The concentration of 6-MP and its metabolites in target cells reflect the efficacy of chemotherapy. However, the number of tumor cells in remission ALL children was decreased significantly and it disabled the determination of 6-MP in tumor cells. Since the metabolites of 6-MP was accumulated in RBC and steady state levels which corresponding to lymphocyte could be reached after a long time of chemotherapy, the levels of 6-TGN in RBC could replace the levels of 6-TGN in tumor cells (Rostami-Hodjegan et al., 1995; Schmiegelow and Bruunshuus, 1990). 6-TGN was present in all the red cell fractions after 3 days 6-MP administration. With respect to the monitoring of therapy, the concentration of 6-TGN after 7 to 10 days of 6-MP could be used to predict eventual steady-state concentrations using a simple model (Rostami-Hodjegan et al., 1995). In the study of 12 boys and 19 girls 2-16 years of age on oral 6-MP and MTX maintenance therapy for non-B-cell ALL, Schmiegelow and Bruunshuus (1990) found that (a) during maintenance therapy, 6-TGN accumulate in the erythrocytes (E-6-TGN); (b) for patients receiving an unchanged dose of 6-MP, no significant correlation could be demonstrated between the mean E-6-TGN and the dose of 6-MP (r = -0.11, p = 0.28) (31 patients); (c) among 21 patients receiving 50-75 mg m-2 6-MP, a variation of up to 3 orders of magnitude in mean E-6-TGN could be demonstrated, with the interindividual Coefficient of Variation (CV) in mean E-6-TGN for these patients being 0.31; (d) the median intraindividual CV in E-6-TGN at an unchanged dose of 6-MP was 0.11 (range, 0.04-0.18) and (e) the degree of myelodepression as measured by the mean white cell count was related to mE-6-TGN (r = -0.55, p = 0.0006). These results indicate that E-6-TGN could be a useful parameter for monitoring 6-MP maintenance chemotherapy, although this needs to be explored in prospective studies.

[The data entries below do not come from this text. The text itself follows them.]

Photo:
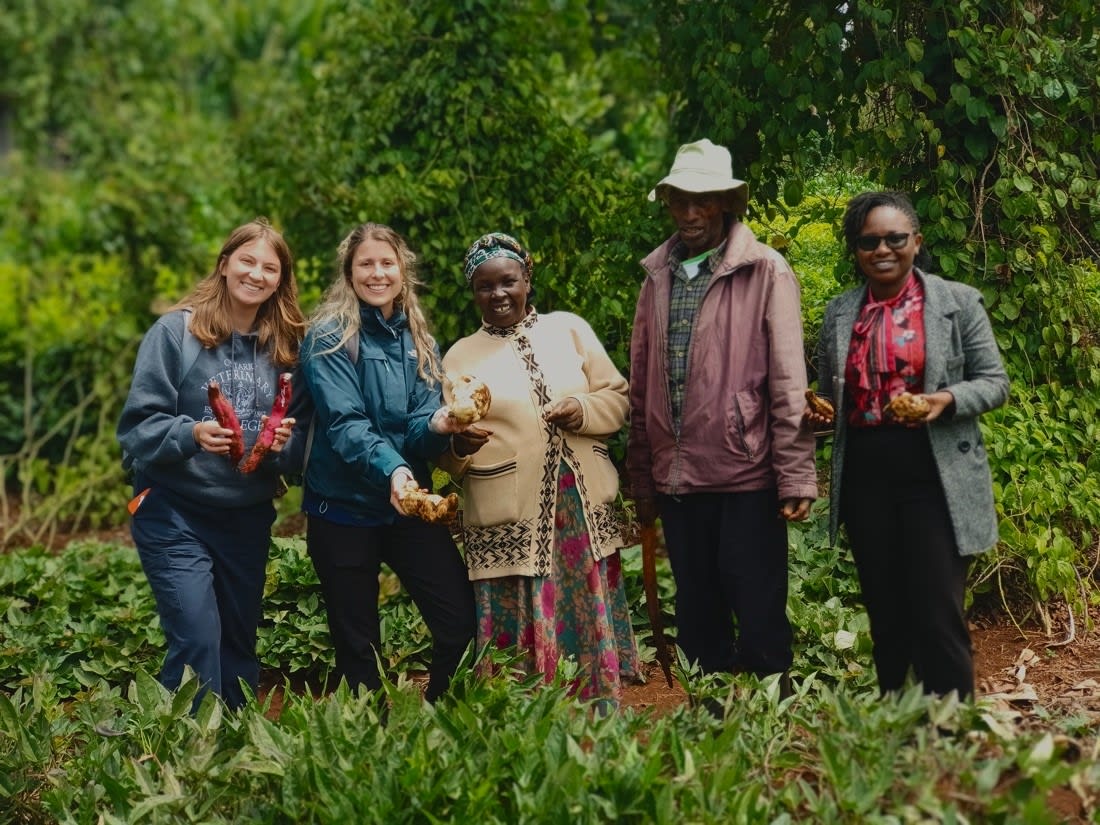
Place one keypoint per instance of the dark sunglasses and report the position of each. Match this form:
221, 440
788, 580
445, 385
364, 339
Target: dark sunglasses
894, 241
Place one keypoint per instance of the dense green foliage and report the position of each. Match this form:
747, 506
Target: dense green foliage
132, 136
87, 734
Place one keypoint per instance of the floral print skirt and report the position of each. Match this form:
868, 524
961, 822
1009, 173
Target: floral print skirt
579, 612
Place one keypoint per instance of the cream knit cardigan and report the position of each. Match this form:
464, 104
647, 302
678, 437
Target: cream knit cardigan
510, 485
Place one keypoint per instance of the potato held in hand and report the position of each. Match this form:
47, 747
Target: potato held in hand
820, 406
908, 408
471, 399
428, 506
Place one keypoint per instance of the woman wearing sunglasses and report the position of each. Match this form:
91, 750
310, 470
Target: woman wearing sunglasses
914, 492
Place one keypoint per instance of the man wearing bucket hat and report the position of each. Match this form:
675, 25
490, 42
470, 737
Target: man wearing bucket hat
716, 446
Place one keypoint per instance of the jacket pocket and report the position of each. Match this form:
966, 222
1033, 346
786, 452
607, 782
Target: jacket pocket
491, 494
604, 484
747, 425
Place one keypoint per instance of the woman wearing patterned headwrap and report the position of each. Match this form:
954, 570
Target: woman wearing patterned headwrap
541, 535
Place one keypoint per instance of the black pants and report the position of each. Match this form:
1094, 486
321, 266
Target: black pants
427, 562
910, 571
728, 556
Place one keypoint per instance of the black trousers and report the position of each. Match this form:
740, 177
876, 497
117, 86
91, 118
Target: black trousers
427, 562
728, 556
911, 574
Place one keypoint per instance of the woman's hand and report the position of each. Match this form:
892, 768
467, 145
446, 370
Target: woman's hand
442, 424
939, 402
398, 481
568, 414
212, 437
282, 432
795, 509
470, 440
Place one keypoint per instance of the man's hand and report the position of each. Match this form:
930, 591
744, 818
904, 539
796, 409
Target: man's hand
795, 509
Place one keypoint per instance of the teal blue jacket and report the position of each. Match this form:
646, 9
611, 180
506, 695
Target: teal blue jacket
371, 417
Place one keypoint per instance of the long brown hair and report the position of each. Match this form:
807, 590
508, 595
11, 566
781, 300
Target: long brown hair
340, 305
279, 322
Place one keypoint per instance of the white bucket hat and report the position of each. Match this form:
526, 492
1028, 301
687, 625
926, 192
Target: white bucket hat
701, 166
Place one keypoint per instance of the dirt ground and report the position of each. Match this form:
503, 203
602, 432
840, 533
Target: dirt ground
1018, 669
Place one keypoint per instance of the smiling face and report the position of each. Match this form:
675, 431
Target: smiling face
700, 217
501, 287
376, 275
886, 268
252, 274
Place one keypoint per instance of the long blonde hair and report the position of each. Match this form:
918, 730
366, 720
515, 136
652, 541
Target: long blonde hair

| Table 1: | 6-TGN levels in RBC and WBC count at different time in maintain treatment |
Although three kinds of 6-MP intracellular metabolites in RBC (6-TGN, 6-thioinosine monophosphate, 6-methyl-mercaptopurine) could be measured simultaneously by RP-HPLC (Ma et al., 2000), we only determined the 6-TGN levels in RBC. In the genomic era, the most effective individualization for chemotherapy is to conduct gene type analysis for every cancer patient. 6-MP individualization chemotherapy for ALL children is no exception. However, gene type analysis costs expensively for individual child in developing country and most grass-root hospital lack necessary analysis professional and facility. Our work supplies a simplistic but low-cost individualization for 6-MP chemotherapy. Our clinical practice showed that it`s feasible method to individualize 6-MP just by determination of 6-TGN in blood sample and adjusting 6-MP dose correspondingly with 6-TGN levels.
ACKNOWLEDGMENT
This study was supported by research grant from Guangdong Medical Science Foundation (No. A2003471).